For this portion of the lab, I elected to examine the percentage of
population in Illinois with graduate degrees. The data was gathered at
the county level using tidycensus from 2017-2021.
The first step, as with any R project, is to load the relevant packages.
# Loading Packages ----
library(tidycensus)
library(tidyverse)
library(scales)
library(plotly)
library(ggiraph)
Next, we gather the pertinent data using get_acs() from
the tidycensus package. We are examining at the variable
DP02_0066P, which is available at the county level, and depicts
percent graduate degrees in Illinois.
# Getting the 5 yr ACS data for counties with grad degrees in IL
IL_grad_degree <- get_acs(
geography = "county",
state = "IL",
variables = "DP02_0066P",
year = 2021
)
With the data gathered, the first plot is created using
ggplot. The data is reordered so the largest estimate of
graduate education will be listed first on the y-axis and the smallest
at the bottom. Additionally, error bars are created using the variable
moe.
# Creating plot of IL counties with grad degrees
IL_graded_error <- ggplot(IL_grad_degree, aes(x = estimate,
y = reorder(NAME, estimate))) +
geom_errorbar(aes(xmin = estimate - moe, xmax = estimate + moe), # Creating Error Bars
width = 0.5, linewidth = 0.5, color = "red") +
geom_point(color = "purple", size = 2) +
scale_x_continuous(labels = percent_format(scale = 1)) +
scale_y_discrete(labels = function(x) str_remove(x, " County, Illinois")) + # Removing "county"
labs(title = "Percent of Population w/ Graduate Degree, 2017-2021 ACS",
subtitle = "Counties in Illinois",
caption = "Data acquired with R and tidycensus. Error bars represent margin of error around estimates.",
x = "ACS estimate",
y = "County") +
theme_bw(base_size = 10) +
theme(axis.text.y = element_text(size = 8, face = "bold")) # Changing Y axis text size
IL_graded_error
Figure 1. Percentage of the population by county with graduate education.
Next, we create two interactive plots.
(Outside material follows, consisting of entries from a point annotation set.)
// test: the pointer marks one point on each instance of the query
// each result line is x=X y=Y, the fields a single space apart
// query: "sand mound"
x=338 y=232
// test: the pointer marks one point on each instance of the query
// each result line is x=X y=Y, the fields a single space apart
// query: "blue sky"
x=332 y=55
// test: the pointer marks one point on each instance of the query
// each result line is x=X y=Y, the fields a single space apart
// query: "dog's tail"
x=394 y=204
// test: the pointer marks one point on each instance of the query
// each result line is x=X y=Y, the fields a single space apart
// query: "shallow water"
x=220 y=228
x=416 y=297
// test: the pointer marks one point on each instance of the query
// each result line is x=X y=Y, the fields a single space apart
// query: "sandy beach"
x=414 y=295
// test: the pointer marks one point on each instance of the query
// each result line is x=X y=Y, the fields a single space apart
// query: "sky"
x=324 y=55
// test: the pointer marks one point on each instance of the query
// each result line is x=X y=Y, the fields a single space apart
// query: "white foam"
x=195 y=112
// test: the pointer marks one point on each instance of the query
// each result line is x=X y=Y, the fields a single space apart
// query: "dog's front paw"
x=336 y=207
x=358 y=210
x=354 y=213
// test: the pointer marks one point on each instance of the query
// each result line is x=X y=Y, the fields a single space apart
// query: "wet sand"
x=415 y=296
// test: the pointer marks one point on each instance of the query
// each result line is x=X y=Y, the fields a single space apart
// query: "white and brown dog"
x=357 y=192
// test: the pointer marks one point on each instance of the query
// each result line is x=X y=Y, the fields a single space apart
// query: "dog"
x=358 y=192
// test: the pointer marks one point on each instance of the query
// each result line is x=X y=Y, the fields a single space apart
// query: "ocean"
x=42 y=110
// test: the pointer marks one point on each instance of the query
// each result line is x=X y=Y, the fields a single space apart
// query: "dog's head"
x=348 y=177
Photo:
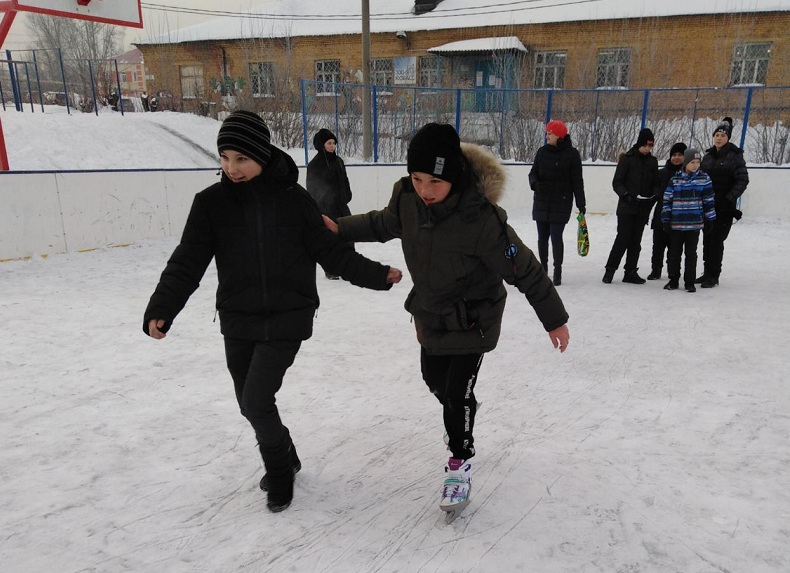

The first will use
plotly. The process is fairly straightforward, where the
original plot, which is stored in variable IL_graded_error is
passed into the ggplotly function. The tooltip is set to
show botht the x- and y-axis variables, although they are not cleaned
up.
# Creating interactive plots
ggplotly(IL_graded_error, tooltip = c("x", "y"))
Figure 2. Percentage of the population by county with graduate education. This plot is interactive and shows the exact value for each point
The second interactive plot uses ggiraph. Again, we pass
the original plot variable, IL_graded_error, through the
girafe function, setting the highlight color for each point
to red.
girafe(ggobj = IL_graded_error) %>%
girafe_options(opts_hover(css = "fill:red;"))
Figure 3. Percentage of the population by county with graduate education. This plot is interactive and shows the exact value for each point.
Examiningg all three figures, which are built on the same data, show that Champaign county in central Illinois has the highest percentage of population with graduate degrees by a significant margin (~4.5% higher than Dupage County). Considering Champaign County is home to the University of Illinois, it is no surprise their is a high population of graduate education. Dupage, Lake, and Cook counties, ranked 2, 3, and 5 respectively, encompass Chicago and surrounding suburbs, which also house universities, such as Northwestern. Jackson Count, number 4 on the list, is home to Southern Illinois University. Of not, the error bars for Cook County are extremely tight, which is due to the high population in the county.
The county with the least graduate education, at less than 2.5%, is Brown County, located in the western portion of central Illinois.